Afterlife of Antiquarianism

The leading question here is whether antiquarianism ever goes away. I do not mean in the narrow sense of connoisseur, antiques-dealer, or devotee of aura. I mean, stricto sensu, the antiquarian à la Peiresc: the person for whom material evidence, alongside of textual evidence, can take us to otherwise inaccessible places.

With the marginalization, if not the “defeat,” of antiquarianism by narrative and then disciplinary history, the longing must be satisfied elsewhere. Like water that seeks its level, if forced out of reputable history departments, antiquarianism goes to disreputable places. The obvious ones, which correspond to the stereotype, are libraries, archives, gymnasia, and shops where as librarians, archivists, school-masters and dealers, those so touched can continue their auratic worship. However, this standard story has ignored the possibility of displacement into other, reputable but not historical, domains.

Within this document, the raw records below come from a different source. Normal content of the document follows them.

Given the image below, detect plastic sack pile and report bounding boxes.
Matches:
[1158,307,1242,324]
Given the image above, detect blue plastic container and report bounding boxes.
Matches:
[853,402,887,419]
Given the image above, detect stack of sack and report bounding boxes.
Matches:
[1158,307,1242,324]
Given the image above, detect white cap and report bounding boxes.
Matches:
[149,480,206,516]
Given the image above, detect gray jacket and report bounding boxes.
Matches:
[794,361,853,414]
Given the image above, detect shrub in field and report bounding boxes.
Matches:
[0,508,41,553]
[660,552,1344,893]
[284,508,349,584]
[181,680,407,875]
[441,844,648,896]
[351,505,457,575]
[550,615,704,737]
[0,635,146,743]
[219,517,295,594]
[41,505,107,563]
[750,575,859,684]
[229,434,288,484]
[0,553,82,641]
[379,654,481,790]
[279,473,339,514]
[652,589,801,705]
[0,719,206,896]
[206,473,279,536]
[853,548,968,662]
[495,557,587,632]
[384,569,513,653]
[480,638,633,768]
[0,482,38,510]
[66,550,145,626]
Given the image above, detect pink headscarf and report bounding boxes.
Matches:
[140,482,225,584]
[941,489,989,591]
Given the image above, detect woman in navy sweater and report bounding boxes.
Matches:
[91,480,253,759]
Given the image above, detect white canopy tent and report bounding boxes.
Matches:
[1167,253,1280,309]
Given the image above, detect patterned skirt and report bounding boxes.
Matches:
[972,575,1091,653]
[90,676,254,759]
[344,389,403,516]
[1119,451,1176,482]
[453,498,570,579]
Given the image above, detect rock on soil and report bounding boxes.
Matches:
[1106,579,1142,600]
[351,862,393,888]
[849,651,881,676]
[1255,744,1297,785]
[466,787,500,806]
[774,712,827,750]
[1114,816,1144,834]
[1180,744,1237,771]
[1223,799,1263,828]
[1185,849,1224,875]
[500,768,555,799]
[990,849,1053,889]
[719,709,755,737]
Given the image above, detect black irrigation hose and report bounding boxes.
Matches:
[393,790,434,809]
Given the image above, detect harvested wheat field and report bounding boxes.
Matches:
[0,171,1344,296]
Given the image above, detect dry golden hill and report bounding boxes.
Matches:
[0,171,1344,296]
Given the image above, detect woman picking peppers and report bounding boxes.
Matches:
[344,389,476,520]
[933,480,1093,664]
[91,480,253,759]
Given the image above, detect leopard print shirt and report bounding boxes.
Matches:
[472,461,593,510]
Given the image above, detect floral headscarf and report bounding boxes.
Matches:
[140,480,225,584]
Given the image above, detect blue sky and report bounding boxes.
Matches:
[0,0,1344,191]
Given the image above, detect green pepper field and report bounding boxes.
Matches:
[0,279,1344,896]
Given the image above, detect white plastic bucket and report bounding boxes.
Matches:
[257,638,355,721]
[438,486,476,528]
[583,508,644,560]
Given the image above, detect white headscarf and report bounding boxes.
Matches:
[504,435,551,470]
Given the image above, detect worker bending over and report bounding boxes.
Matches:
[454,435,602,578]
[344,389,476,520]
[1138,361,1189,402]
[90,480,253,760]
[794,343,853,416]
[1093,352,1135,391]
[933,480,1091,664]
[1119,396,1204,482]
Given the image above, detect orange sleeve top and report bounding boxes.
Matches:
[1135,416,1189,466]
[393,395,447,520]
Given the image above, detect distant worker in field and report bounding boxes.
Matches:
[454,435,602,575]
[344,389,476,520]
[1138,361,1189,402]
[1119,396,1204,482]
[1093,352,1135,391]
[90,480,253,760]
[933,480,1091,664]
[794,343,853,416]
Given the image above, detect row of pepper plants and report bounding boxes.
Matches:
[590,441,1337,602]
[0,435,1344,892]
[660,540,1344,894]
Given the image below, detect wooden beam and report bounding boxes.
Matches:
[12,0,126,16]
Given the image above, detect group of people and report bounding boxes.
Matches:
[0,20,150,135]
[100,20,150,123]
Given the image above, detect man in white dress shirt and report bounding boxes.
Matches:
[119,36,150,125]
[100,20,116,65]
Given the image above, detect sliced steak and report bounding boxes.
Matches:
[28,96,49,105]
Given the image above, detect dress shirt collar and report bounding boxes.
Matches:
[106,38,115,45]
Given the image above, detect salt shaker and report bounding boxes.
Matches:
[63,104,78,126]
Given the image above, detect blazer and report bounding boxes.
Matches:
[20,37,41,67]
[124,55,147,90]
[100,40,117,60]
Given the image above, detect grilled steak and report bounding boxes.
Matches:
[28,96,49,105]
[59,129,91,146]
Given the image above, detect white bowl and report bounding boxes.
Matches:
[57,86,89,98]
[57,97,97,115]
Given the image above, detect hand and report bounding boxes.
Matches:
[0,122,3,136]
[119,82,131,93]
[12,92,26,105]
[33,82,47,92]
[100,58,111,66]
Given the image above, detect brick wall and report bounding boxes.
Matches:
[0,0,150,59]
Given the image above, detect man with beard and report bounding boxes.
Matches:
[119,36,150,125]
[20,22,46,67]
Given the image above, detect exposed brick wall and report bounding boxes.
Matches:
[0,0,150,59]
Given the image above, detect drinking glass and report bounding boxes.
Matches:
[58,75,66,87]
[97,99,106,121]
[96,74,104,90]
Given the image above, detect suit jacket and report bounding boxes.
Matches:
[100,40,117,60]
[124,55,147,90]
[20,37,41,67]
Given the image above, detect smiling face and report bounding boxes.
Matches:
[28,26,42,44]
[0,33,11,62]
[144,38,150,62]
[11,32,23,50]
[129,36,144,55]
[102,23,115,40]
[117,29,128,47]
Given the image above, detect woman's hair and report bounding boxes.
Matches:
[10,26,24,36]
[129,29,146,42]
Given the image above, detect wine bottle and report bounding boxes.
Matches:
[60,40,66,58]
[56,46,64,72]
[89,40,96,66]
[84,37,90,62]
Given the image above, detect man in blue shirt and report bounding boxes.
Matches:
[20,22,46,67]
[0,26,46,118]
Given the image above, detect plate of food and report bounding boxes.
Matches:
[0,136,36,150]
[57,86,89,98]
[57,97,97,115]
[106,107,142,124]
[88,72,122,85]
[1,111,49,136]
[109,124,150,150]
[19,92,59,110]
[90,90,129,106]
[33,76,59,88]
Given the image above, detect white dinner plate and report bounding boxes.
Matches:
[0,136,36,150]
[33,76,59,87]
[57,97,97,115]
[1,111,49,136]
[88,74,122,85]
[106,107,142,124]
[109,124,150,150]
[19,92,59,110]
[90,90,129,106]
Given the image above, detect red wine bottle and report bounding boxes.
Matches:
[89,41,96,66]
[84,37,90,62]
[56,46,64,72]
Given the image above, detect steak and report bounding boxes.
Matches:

In this project, a series of essays focusing on individuals, from 1750 to the present, will illuminate the ways in which this process works, and how many well-known visual and literary documents actually maintain the momentum of the antiquarian. The role of imagination, always essential in the act of scholarly reconstruction, becomes even more powerful when liberated from the explicit constraint of reference. In this project I begin in in the eighteenth century, rightly the "Age of Antiquaries" as described by Momigliano, but also a time when different ways of explicating antiquity began to compete successfully with antiquarianism. At the same time, what Momigliano was referring to was the greater socialization of antiquities. This is something Mark Phillips has picked up and connected with the change in reading public and genres in eighteenth-century Britain. With this new public, it is imagination rather than erudition that will most compel. I have examined this process already beginning with Piranesi and continuing into the early twentieth century with Benjamin and illustrated in projects like the Oyneg Shabbes archive. And it continues to our own day in the work of David Macaulay and W.G. Sebald and will surely continue for as long as people reflect on the nature of time and their relationship to it.